Anayasa teklifi ile emeğin haklarını
Meclis’te, yargıda ve meydanlarda savunma olanakları da kısıtlanacak. Meclis’i
yok sayarak, Cumhurbaşkanı kararnameleri ile haklarımızın gasp edilmesi mümkün
olacak. Örneğin tek bir kişi, tek bir imzayla kıdem tazminatımızı
kaldırabilecek. Peki hakkımızı mahkemede arayabilecek miyiz? Hayır, çünkü kıdem
tazminatımızın kaldırılması için yasa çıkaran kişi, aynı zamanda Anayasa
Mahkemesi üyelerini atayacak. Toplantı ve gösteri yürüyüşlerini, grevleri
yasaklamak tek bir kişinin kararıyla mümkün olacak. Demokrasiden uzaklaşmak,
işçi sınıfının kendi haklarını savunmasını ve geliştirmesini de güçleştirecek.
Referandumun sonrasında çok yaşamsal bir
mücadele gündemi ile karşı karşıyayız. Kıdem tazminatının referandumun ardından
fona devredileceği hükümet tarafından açıklandı. Böylece Anayasa referandumu
aynı zamanda kıdem tazminatı başta olmak üzere işçilerin hakları için
referanduma dönüştü.
Yeni Anayasaya evet oyu çıkarsa kıdem
tazminatının “fona devir” adı altında ortadan kaldırılması mecliste bile
görüşülmeden, tek imzayla çıkarılabilir. Yasayı iptal ettirebileceğim tek merci
olan Anayasa Mahkemesi ise bu yasaya imza atan Cumhurbaşkanı tarafından atanmış
olacak.
Kıdem tazminatının fona devri işçinin
kazanılmış haklarına yönelik bir saldırıdır. Tam da bu nedenle referandumdan
önce çıkarılmamakta, “acı ilaç” için referandum beklenmektedir. Kıdem tazminatı
fonu oyları artıracak bir şey olmadığı için, aksine “evet” oylarını azaltacağı
için referandum sonrasında gündeme getirilecektir.

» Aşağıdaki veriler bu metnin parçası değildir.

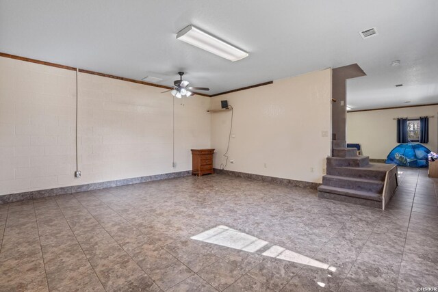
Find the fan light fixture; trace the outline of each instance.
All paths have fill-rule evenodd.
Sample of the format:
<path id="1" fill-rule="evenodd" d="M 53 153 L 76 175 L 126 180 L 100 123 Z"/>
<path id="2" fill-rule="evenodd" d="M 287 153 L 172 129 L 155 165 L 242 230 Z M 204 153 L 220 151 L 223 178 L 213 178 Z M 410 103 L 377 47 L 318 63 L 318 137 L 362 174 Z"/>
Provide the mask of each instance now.
<path id="1" fill-rule="evenodd" d="M 190 25 L 177 34 L 177 39 L 227 59 L 239 61 L 249 54 Z"/>

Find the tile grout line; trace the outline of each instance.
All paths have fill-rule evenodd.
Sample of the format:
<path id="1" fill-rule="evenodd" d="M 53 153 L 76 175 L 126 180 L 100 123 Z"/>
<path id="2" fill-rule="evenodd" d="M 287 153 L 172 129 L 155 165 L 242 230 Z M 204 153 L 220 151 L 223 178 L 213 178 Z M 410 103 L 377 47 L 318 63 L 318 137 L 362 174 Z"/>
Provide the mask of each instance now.
<path id="1" fill-rule="evenodd" d="M 35 202 L 32 200 L 32 208 L 34 209 L 34 214 L 35 215 L 35 224 L 36 224 L 36 231 L 38 233 L 38 243 L 40 243 L 40 249 L 41 250 L 41 258 L 42 259 L 42 267 L 44 267 L 44 274 L 46 276 L 46 284 L 47 284 L 47 289 L 49 288 L 49 280 L 47 279 L 47 271 L 46 270 L 46 263 L 44 261 L 44 253 L 42 252 L 42 246 L 41 245 L 41 238 L 40 237 L 40 228 L 38 228 L 38 220 L 36 217 L 36 211 L 35 211 Z"/>
<path id="2" fill-rule="evenodd" d="M 354 216 L 353 215 L 350 215 L 350 217 L 348 218 L 348 220 L 350 220 L 353 216 Z M 347 221 L 348 221 L 348 220 L 347 220 Z M 312 256 L 315 256 L 316 254 L 318 254 L 318 252 L 320 252 L 320 251 L 321 250 L 322 250 L 322 249 L 324 248 L 324 246 L 326 246 L 326 245 L 327 244 L 327 243 L 328 243 L 328 241 L 330 241 L 330 240 L 331 240 L 332 238 L 333 238 L 333 237 L 335 237 L 335 235 L 336 235 L 336 234 L 337 234 L 337 233 L 341 230 L 341 228 L 342 228 L 342 226 L 339 227 L 339 228 L 336 230 L 336 232 L 335 232 L 335 233 L 334 233 L 331 237 L 330 237 L 330 238 L 328 239 L 328 241 L 326 241 L 326 242 L 324 242 L 324 244 L 322 244 L 322 245 L 321 245 L 321 247 L 320 247 L 318 250 L 316 250 L 316 252 L 315 252 L 312 254 Z M 366 241 L 365 241 L 365 243 L 366 243 Z M 365 243 L 363 244 L 363 245 L 365 245 Z M 310 257 L 310 256 L 309 256 L 309 257 Z M 283 289 L 284 287 L 285 287 L 286 286 L 287 286 L 287 285 L 289 284 L 289 283 L 290 283 L 290 282 L 292 282 L 292 280 L 294 280 L 294 278 L 296 277 L 296 276 L 300 274 L 300 272 L 301 271 L 301 270 L 302 270 L 302 268 L 304 267 L 305 265 L 305 264 L 303 264 L 303 265 L 301 266 L 301 267 L 300 267 L 300 269 L 298 269 L 298 271 L 296 272 L 296 274 L 295 275 L 294 275 L 294 276 L 293 276 L 293 277 L 292 277 L 292 278 L 289 281 L 287 281 L 287 283 L 286 283 L 286 284 L 285 284 L 283 287 L 281 287 L 281 289 L 279 290 L 279 291 L 281 291 L 281 290 L 283 290 Z M 346 278 L 347 278 L 347 276 L 346 276 Z M 345 279 L 344 279 L 344 280 L 345 280 Z M 339 288 L 340 288 L 340 287 L 339 287 Z"/>
<path id="3" fill-rule="evenodd" d="M 372 227 L 372 229 L 371 230 L 371 232 L 370 233 L 370 234 L 367 237 L 367 239 L 365 241 L 365 243 L 363 243 L 363 245 L 362 245 L 362 248 L 361 248 L 361 251 L 357 253 L 357 256 L 356 256 L 356 258 L 355 258 L 355 261 L 353 262 L 353 263 L 351 265 L 351 267 L 350 267 L 350 269 L 348 269 L 348 271 L 347 271 L 347 273 L 346 273 L 346 274 L 345 276 L 345 278 L 344 278 L 344 280 L 342 280 L 342 282 L 341 283 L 341 284 L 340 284 L 339 289 L 337 289 L 337 291 L 339 291 L 341 289 L 341 288 L 342 287 L 342 285 L 344 284 L 344 282 L 345 282 L 346 279 L 348 276 L 348 274 L 350 274 L 350 271 L 351 271 L 351 269 L 352 269 L 352 267 L 355 266 L 355 264 L 357 261 L 357 258 L 361 255 L 361 253 L 362 253 L 362 250 L 363 250 L 363 248 L 367 244 L 367 242 L 368 242 L 368 240 L 370 239 L 370 237 L 371 237 L 371 235 L 372 234 L 372 233 L 374 231 L 374 229 L 376 228 L 376 226 L 378 224 L 378 220 L 383 215 L 383 210 L 381 210 L 381 211 L 382 211 L 382 212 L 381 212 L 381 215 L 380 215 L 380 216 L 378 216 L 378 220 L 376 220 L 376 224 L 374 225 L 374 226 Z"/>
<path id="4" fill-rule="evenodd" d="M 93 196 L 94 198 L 96 198 L 93 194 L 91 194 L 91 196 Z M 132 261 L 133 261 L 133 262 L 134 262 L 134 263 L 136 263 L 136 265 L 137 265 L 137 266 L 138 266 L 138 267 L 140 267 L 140 269 L 142 271 L 143 271 L 143 272 L 144 272 L 144 274 L 145 274 L 148 277 L 149 277 L 149 279 L 151 279 L 151 281 L 152 281 L 152 282 L 153 282 L 155 285 L 157 285 L 157 287 L 159 287 L 161 290 L 162 290 L 162 289 L 159 287 L 159 286 L 157 283 L 155 283 L 155 281 L 154 281 L 154 280 L 153 280 L 153 278 L 151 278 L 151 276 L 149 276 L 149 274 L 147 274 L 147 273 L 146 273 L 146 271 L 144 271 L 144 269 L 143 269 L 140 266 L 140 265 L 138 265 L 138 263 L 137 263 L 137 261 L 136 261 L 136 260 L 134 260 L 134 259 L 132 258 L 132 256 L 131 256 L 131 255 L 130 255 L 128 252 L 127 252 L 127 251 L 126 251 L 126 250 L 125 250 L 125 248 L 123 248 L 123 247 L 119 244 L 119 243 L 118 243 L 118 242 L 117 242 L 117 241 L 116 241 L 116 239 L 114 239 L 114 238 L 112 237 L 112 235 L 111 235 L 111 234 L 110 234 L 110 233 L 109 233 L 109 232 L 108 232 L 108 231 L 105 228 L 105 227 L 103 227 L 103 226 L 102 226 L 102 224 L 101 224 L 101 222 L 100 222 L 97 219 L 96 219 L 96 217 L 94 217 L 94 215 L 93 215 L 90 212 L 90 211 L 88 211 L 88 209 L 87 209 L 87 208 L 83 205 L 83 204 L 82 204 L 82 202 L 81 202 L 79 200 L 78 200 L 78 198 L 76 198 L 76 196 L 73 196 L 75 197 L 75 199 L 76 199 L 76 200 L 77 200 L 77 201 L 79 202 L 79 204 L 81 204 L 81 205 L 83 207 L 83 209 L 85 209 L 87 211 L 87 212 L 88 212 L 88 213 L 91 215 L 91 217 L 93 217 L 93 219 L 94 219 L 94 220 L 96 220 L 96 222 L 99 224 L 99 225 L 101 227 L 102 227 L 102 228 L 105 230 L 105 232 L 106 232 L 106 233 L 108 234 L 108 235 L 110 235 L 110 237 L 112 238 L 112 239 L 114 241 L 114 242 L 115 242 L 115 243 L 116 243 L 116 244 L 117 244 L 117 245 L 118 245 L 118 246 L 119 246 L 119 247 L 120 247 L 120 248 L 123 250 L 123 252 L 124 252 L 126 254 L 127 254 L 127 256 L 129 256 L 129 258 L 131 258 Z M 99 201 L 102 202 L 102 201 L 101 201 L 99 198 L 96 198 L 96 199 L 98 199 Z M 103 202 L 103 204 L 105 204 L 105 202 Z M 106 204 L 105 204 L 106 205 Z M 110 207 L 109 206 L 107 206 L 107 207 L 108 207 L 110 209 L 111 209 L 112 210 L 112 209 L 111 207 Z M 113 210 L 113 211 L 114 211 L 114 212 L 116 212 L 114 210 Z M 122 216 L 120 216 L 120 217 L 122 217 Z M 122 217 L 122 218 L 123 218 L 123 217 Z M 125 219 L 125 218 L 123 218 L 123 219 Z M 128 222 L 128 223 L 131 225 L 131 223 L 130 223 L 130 222 Z M 133 226 L 133 227 L 134 227 L 134 226 Z M 134 227 L 134 228 L 135 228 L 135 227 Z M 139 230 L 139 231 L 140 231 L 140 230 Z M 143 234 L 143 233 L 142 233 L 142 234 Z M 155 241 L 154 241 L 154 242 L 155 242 Z M 167 252 L 167 250 L 166 250 L 166 252 L 168 253 L 168 252 Z M 170 253 L 169 253 L 169 254 L 170 254 L 172 256 L 173 256 L 173 255 L 172 255 L 172 254 L 171 254 Z M 174 257 L 174 258 L 175 258 L 175 256 L 173 256 L 173 257 Z M 175 259 L 177 259 L 177 258 L 175 258 Z M 185 280 L 185 279 L 184 279 L 184 280 Z"/>
<path id="5" fill-rule="evenodd" d="M 110 191 L 109 193 L 111 194 L 111 196 L 112 196 L 113 197 L 116 198 L 116 199 L 120 200 L 118 197 L 117 197 L 117 196 L 114 196 L 114 194 L 112 194 Z M 92 195 L 92 196 L 94 196 L 94 195 Z M 133 227 L 134 227 L 136 229 L 137 229 L 138 230 L 139 230 L 142 234 L 144 234 L 144 235 L 147 236 L 147 235 L 146 235 L 146 234 L 144 234 L 142 230 L 140 230 L 140 229 L 138 229 L 138 228 L 137 228 L 136 226 L 133 226 L 133 224 L 131 224 L 131 222 L 130 222 L 127 219 L 125 218 L 125 217 L 124 217 L 122 215 L 120 215 L 118 212 L 117 212 L 116 211 L 115 211 L 114 209 L 112 209 L 110 205 L 107 204 L 106 204 L 106 202 L 105 202 L 102 201 L 99 198 L 97 198 L 98 200 L 99 200 L 101 202 L 103 202 L 103 204 L 105 204 L 106 206 L 107 206 L 110 209 L 112 209 L 112 210 L 113 210 L 114 212 L 116 212 L 116 213 L 119 216 L 120 216 L 120 217 L 123 217 L 124 220 L 125 220 L 128 223 L 129 223 L 129 224 L 130 224 L 130 225 L 131 225 L 131 226 L 132 226 Z M 122 200 L 122 201 L 123 201 L 123 202 L 125 202 L 125 201 L 124 201 L 124 200 Z M 130 204 L 130 203 L 127 203 L 127 204 L 129 204 L 129 205 L 131 205 L 131 206 L 132 206 L 132 204 Z M 196 225 L 196 224 L 195 224 L 195 225 Z M 154 241 L 154 242 L 155 242 L 155 241 L 153 241 L 153 239 L 151 239 L 151 240 L 152 240 L 153 241 Z M 177 240 L 177 239 L 175 239 L 175 240 Z M 200 271 L 198 271 L 198 272 L 196 272 L 196 271 L 193 271 L 193 270 L 192 270 L 192 269 L 190 269 L 189 267 L 187 267 L 187 265 L 186 265 L 185 264 L 184 264 L 184 263 L 182 263 L 181 261 L 179 261 L 179 259 L 178 258 L 177 258 L 176 256 L 173 256 L 173 254 L 172 254 L 171 253 L 170 253 L 170 252 L 168 252 L 168 250 L 166 250 L 164 246 L 162 246 L 162 245 L 161 245 L 161 244 L 159 244 L 159 243 L 156 243 L 156 242 L 155 242 L 155 243 L 156 243 L 156 244 L 157 244 L 158 245 L 159 245 L 159 246 L 160 246 L 163 250 L 166 250 L 166 252 L 167 252 L 168 253 L 169 253 L 172 256 L 173 256 L 174 258 L 176 258 L 178 261 L 179 261 L 181 264 L 184 265 L 184 266 L 185 266 L 188 269 L 189 269 L 190 271 L 192 271 L 192 272 L 194 272 L 195 275 L 198 276 L 199 278 L 201 278 L 201 279 L 203 279 L 203 280 L 205 280 L 207 283 L 208 283 L 208 284 L 209 284 L 210 286 L 211 286 L 214 289 L 216 289 L 216 290 L 217 290 L 217 291 L 220 291 L 220 290 L 217 289 L 214 286 L 213 286 L 213 284 L 212 284 L 211 283 L 210 283 L 208 280 L 207 280 L 207 279 L 204 279 L 204 278 L 203 278 L 201 275 L 198 274 L 198 271 L 200 271 L 201 270 L 200 270 Z M 216 254 L 214 254 L 215 256 L 217 256 Z M 228 263 L 229 265 L 231 265 L 231 264 L 230 264 L 229 263 L 228 263 L 227 261 L 223 260 L 222 258 L 220 258 L 220 257 L 218 257 L 218 256 L 217 256 L 217 257 L 218 257 L 218 258 L 219 258 L 219 261 L 224 261 L 225 263 Z M 217 263 L 217 262 L 211 263 L 211 264 L 207 265 L 207 266 L 205 266 L 205 267 L 203 267 L 203 268 L 201 268 L 201 269 L 205 269 L 205 268 L 207 268 L 207 267 L 209 267 L 209 266 L 211 266 L 211 265 L 214 265 L 214 263 Z M 237 267 L 234 266 L 233 265 L 232 265 L 233 267 Z M 257 265 L 258 265 L 258 264 L 257 264 L 257 265 L 256 265 L 256 266 L 257 266 Z M 254 267 L 253 267 L 251 269 L 253 269 Z M 230 286 L 231 286 L 233 284 L 234 284 L 235 282 L 237 282 L 238 280 L 240 280 L 242 277 L 243 277 L 244 276 L 246 275 L 246 274 L 247 274 L 247 273 L 248 273 L 248 272 L 244 273 L 243 275 L 242 275 L 240 277 L 239 277 L 239 278 L 238 278 L 235 281 L 234 281 L 233 283 L 231 283 L 231 284 L 230 284 L 229 286 L 227 286 L 227 288 L 225 288 L 224 290 L 225 290 L 226 289 L 227 289 L 228 287 L 229 287 Z M 192 276 L 193 276 L 193 275 L 192 275 Z M 167 290 L 168 290 L 168 289 L 171 289 L 171 288 L 172 288 L 172 287 L 175 287 L 175 286 L 177 286 L 178 284 L 181 283 L 181 282 L 185 281 L 185 280 L 187 280 L 187 279 L 188 279 L 189 278 L 190 278 L 192 276 L 190 276 L 190 277 L 186 278 L 185 279 L 183 280 L 182 280 L 182 281 L 181 281 L 181 282 L 179 282 L 178 283 L 175 284 L 175 285 L 172 286 L 171 287 L 168 288 L 168 289 L 166 289 L 166 291 L 167 291 Z M 248 276 L 249 276 L 249 275 L 248 275 Z M 253 278 L 253 277 L 251 277 L 251 278 Z M 258 281 L 258 280 L 257 280 L 257 282 L 259 282 L 259 281 Z M 262 284 L 263 284 L 263 283 L 262 283 Z M 266 286 L 266 285 L 265 285 L 265 286 Z M 266 286 L 266 287 L 268 287 L 268 286 Z"/>
<path id="6" fill-rule="evenodd" d="M 418 185 L 418 179 L 420 178 L 420 170 L 417 173 L 417 182 L 415 183 L 415 189 L 413 192 L 413 198 L 412 198 L 412 206 L 411 207 L 411 213 L 409 213 L 409 220 L 408 221 L 408 226 L 406 230 L 406 237 L 404 238 L 404 243 L 403 243 L 403 251 L 402 252 L 402 260 L 400 261 L 400 266 L 398 268 L 398 273 L 397 274 L 397 281 L 396 282 L 396 291 L 398 288 L 398 279 L 400 279 L 400 271 L 402 269 L 402 263 L 403 262 L 403 257 L 404 256 L 404 248 L 406 247 L 406 241 L 408 239 L 408 232 L 409 231 L 409 224 L 411 224 L 411 217 L 412 216 L 412 210 L 413 209 L 413 202 L 415 200 L 415 193 L 417 192 L 417 186 Z"/>
<path id="7" fill-rule="evenodd" d="M 118 200 L 120 200 L 118 197 L 117 197 L 117 196 L 114 196 L 114 195 L 113 194 L 112 194 L 111 192 L 109 192 L 109 193 L 110 193 L 110 194 L 112 196 L 114 197 L 115 198 L 116 198 L 116 199 L 118 199 Z M 148 235 L 147 235 L 146 234 L 145 234 L 143 231 L 142 231 L 141 230 L 140 230 L 140 229 L 138 229 L 137 227 L 136 227 L 136 226 L 135 226 L 132 223 L 131 223 L 131 222 L 129 222 L 129 220 L 128 220 L 127 219 L 126 219 L 125 217 L 123 217 L 121 214 L 120 214 L 118 211 L 116 211 L 116 210 L 114 210 L 114 209 L 112 209 L 112 207 L 111 206 L 108 205 L 105 202 L 104 202 L 104 201 L 103 201 L 102 200 L 101 200 L 101 198 L 99 198 L 99 197 L 96 197 L 96 196 L 95 196 L 95 195 L 93 195 L 93 194 L 92 194 L 92 196 L 93 197 L 96 198 L 96 199 L 98 199 L 99 201 L 102 202 L 105 205 L 107 206 L 107 207 L 108 207 L 108 208 L 110 208 L 111 210 L 112 210 L 113 211 L 114 211 L 117 215 L 119 215 L 119 216 L 120 216 L 122 218 L 123 218 L 125 220 L 126 220 L 126 222 L 128 222 L 128 223 L 129 224 L 129 225 L 131 225 L 131 226 L 133 226 L 134 228 L 136 228 L 136 230 L 138 230 L 140 233 L 142 233 L 142 235 L 145 235 L 145 236 L 146 236 L 146 237 L 148 236 Z M 122 200 L 123 202 L 125 202 L 125 201 L 124 201 L 124 200 Z M 132 206 L 132 204 L 130 204 L 130 203 L 127 203 L 127 204 L 129 204 L 129 205 L 131 205 L 131 206 Z M 100 224 L 100 223 L 99 223 L 99 224 Z M 102 226 L 102 227 L 103 228 L 103 226 Z M 110 235 L 110 236 L 111 236 L 111 235 Z M 168 252 L 166 248 L 164 248 L 164 246 L 162 246 L 162 245 L 161 245 L 161 244 L 159 244 L 159 243 L 158 243 L 155 242 L 153 239 L 151 239 L 151 240 L 152 241 L 153 241 L 155 244 L 157 244 L 157 245 L 159 245 L 159 246 L 161 248 L 162 248 L 164 250 L 165 250 L 165 251 L 166 251 L 166 252 L 168 253 L 168 254 L 170 254 L 172 256 L 173 256 L 173 257 L 174 257 L 177 261 L 178 261 L 179 263 L 181 263 L 182 265 L 183 265 L 185 267 L 186 267 L 188 269 L 189 269 L 190 271 L 192 271 L 193 273 L 194 273 L 194 275 L 198 276 L 199 278 L 201 278 L 201 279 L 204 280 L 207 283 L 208 283 L 208 284 L 209 284 L 210 286 L 211 286 L 214 289 L 215 289 L 216 290 L 218 290 L 218 289 L 216 289 L 216 288 L 214 286 L 213 286 L 213 285 L 212 285 L 209 282 L 208 282 L 207 280 L 204 279 L 203 277 L 201 277 L 200 275 L 198 275 L 198 272 L 196 272 L 196 271 L 193 271 L 192 269 L 190 269 L 189 267 L 188 267 L 188 266 L 187 266 L 184 263 L 183 263 L 183 262 L 181 262 L 181 261 L 179 261 L 179 259 L 178 258 L 177 258 L 176 256 L 174 256 L 173 254 L 172 254 L 170 252 Z M 175 240 L 176 240 L 176 239 L 175 239 Z M 214 256 L 216 256 L 216 254 L 214 254 Z M 220 258 L 220 257 L 218 257 L 218 256 L 217 256 L 217 257 L 218 257 L 218 258 L 219 258 L 219 260 L 220 260 L 220 261 L 224 261 L 224 260 L 222 260 L 221 258 Z M 133 260 L 133 261 L 135 261 L 135 260 Z M 226 261 L 225 261 L 225 262 L 227 262 Z M 202 269 L 205 269 L 206 267 L 208 267 L 211 266 L 211 265 L 214 264 L 215 263 L 217 263 L 217 262 L 211 263 L 211 264 L 207 265 L 207 266 L 205 266 L 205 267 L 203 267 Z M 162 267 L 162 266 L 160 266 L 160 267 Z M 141 269 L 141 267 L 140 267 L 140 269 Z M 145 273 L 146 275 L 148 275 L 148 274 L 146 273 L 146 271 L 145 271 L 144 273 Z M 193 275 L 192 275 L 192 276 L 193 276 Z M 192 276 L 189 276 L 189 277 L 186 278 L 185 279 L 183 280 L 182 281 L 179 282 L 178 283 L 175 284 L 175 285 L 172 286 L 171 287 L 168 288 L 166 290 L 168 290 L 168 289 L 171 289 L 171 288 L 172 288 L 172 287 L 174 287 L 177 286 L 178 284 L 181 283 L 181 282 L 185 281 L 185 280 L 187 280 L 187 279 L 188 279 L 189 278 L 190 278 Z M 149 275 L 148 275 L 148 276 L 149 276 Z M 149 278 L 151 278 L 151 277 L 149 276 Z M 151 278 L 151 279 L 152 279 L 152 278 Z M 153 282 L 155 282 L 155 281 L 153 281 Z M 159 285 L 157 285 L 157 286 L 158 286 L 158 287 L 159 287 Z M 161 289 L 161 288 L 160 288 L 160 289 Z M 218 290 L 218 291 L 219 291 L 219 290 Z"/>
<path id="8" fill-rule="evenodd" d="M 8 203 L 8 211 L 6 211 L 6 219 L 5 220 L 5 226 L 3 228 L 3 235 L 1 235 L 1 243 L 0 243 L 0 252 L 1 252 L 1 248 L 3 248 L 3 240 L 5 238 L 5 231 L 6 231 L 6 223 L 8 222 L 8 217 L 9 217 L 10 207 L 10 203 Z"/>
<path id="9" fill-rule="evenodd" d="M 81 248 L 81 250 L 82 251 L 82 253 L 83 254 L 85 258 L 86 258 L 87 261 L 88 262 L 88 264 L 90 265 L 90 267 L 91 267 L 91 268 L 92 269 L 93 271 L 94 272 L 94 275 L 96 275 L 96 277 L 97 278 L 97 279 L 99 280 L 99 282 L 101 283 L 101 285 L 102 285 L 102 288 L 103 288 L 103 290 L 105 290 L 106 291 L 107 289 L 105 288 L 105 286 L 103 286 L 103 283 L 102 283 L 102 281 L 101 280 L 101 278 L 99 278 L 99 276 L 97 276 L 97 273 L 96 273 L 96 270 L 94 269 L 93 266 L 91 265 L 91 263 L 90 263 L 90 261 L 88 260 L 88 258 L 87 257 L 87 255 L 83 252 L 83 249 L 82 248 L 82 245 L 81 245 L 81 243 L 77 240 L 77 237 L 76 237 L 76 235 L 75 234 L 75 233 L 73 232 L 73 229 L 71 228 L 71 226 L 70 225 L 70 223 L 68 223 L 68 220 L 67 220 L 67 218 L 66 217 L 66 215 L 64 213 L 64 211 L 62 211 L 62 209 L 60 207 L 60 204 L 58 204 L 57 201 L 55 198 L 53 198 L 53 200 L 56 203 L 56 205 L 57 206 L 58 209 L 61 211 L 61 213 L 64 216 L 64 219 L 66 220 L 66 222 L 67 222 L 67 224 L 68 225 L 68 228 L 70 228 L 70 231 L 71 231 L 71 233 L 75 237 L 75 239 L 76 239 L 76 242 L 77 242 L 77 244 L 79 245 L 79 248 Z M 69 283 L 68 283 L 68 284 L 69 284 Z M 60 288 L 62 288 L 62 287 L 60 287 Z"/>

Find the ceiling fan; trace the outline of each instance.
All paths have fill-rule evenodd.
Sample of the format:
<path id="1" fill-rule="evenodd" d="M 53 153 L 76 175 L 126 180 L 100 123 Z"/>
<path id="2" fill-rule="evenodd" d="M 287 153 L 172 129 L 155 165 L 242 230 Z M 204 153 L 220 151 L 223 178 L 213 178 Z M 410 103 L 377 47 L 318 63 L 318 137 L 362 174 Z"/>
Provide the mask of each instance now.
<path id="1" fill-rule="evenodd" d="M 179 72 L 179 80 L 175 80 L 173 81 L 174 88 L 173 89 L 164 91 L 162 93 L 170 92 L 172 95 L 174 96 L 181 98 L 184 96 L 189 97 L 190 96 L 194 95 L 191 90 L 205 90 L 208 91 L 210 89 L 207 88 L 197 88 L 194 86 L 189 86 L 189 81 L 186 81 L 185 80 L 183 80 L 183 75 L 184 75 L 183 72 Z"/>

Tüm işçiler kıdem tazminatı fonunun ne
anlama geldiğinin farkındadır:
Kıdem tazminatının fona devri, kıdem
tazminatının ve iş güvencesinin yok edilmesidir.
Kıdem tazminatının fona devri, kıdem
tazminatı miktarının düşmesidir.
Göz göre göre haklarımızdan
vazgeçmeyelim! Referandumda işçilerin gücünü gösterelim!
Taşerona kadro vaadi tamamen
unutulurken, kiralık işçilik uygulaması hız kazanırken, işsizlik oranlarında
kriz döneminin rekor rakamlarına geri dönülürken, işsizlerin hakkı olan
işsizlik fonu teşvik adı altında patronlara arpalık haline getirilirken,
Türkiye iş cinayetlerinde ve uzun çalışma saatlerinde lider ülke olmaya,
sendikal haklarda ise dünyanın en kötü ülkeleri kategorisinde yer bulmaya devam
ediyorken artık işçiler gücünü göstermeli.
Bugüne kadar tek bir partide
birleşememiş olabiliriz, ancak farklı siyasi tercihleri olan işçiler bu emek
cehennemine karşı emeğin hakları için “hayır” diyecekler.
16 Nisan’daki Anayasa değişikliği
referandumunda tercihimiz bir parti veya lider olmayacak. Bu kez mesele
işçilerin hakları, bu kez mesele memleket meselesi. İşçilerin ve memleketin
geleceği için biz işçiler “hayır” diyoruz.
Yapılan açıklamanın ardından DİSK
üyeleri bildiri dağıtımı yaparak herkesi referandumda “hayır” demeye çağırdı.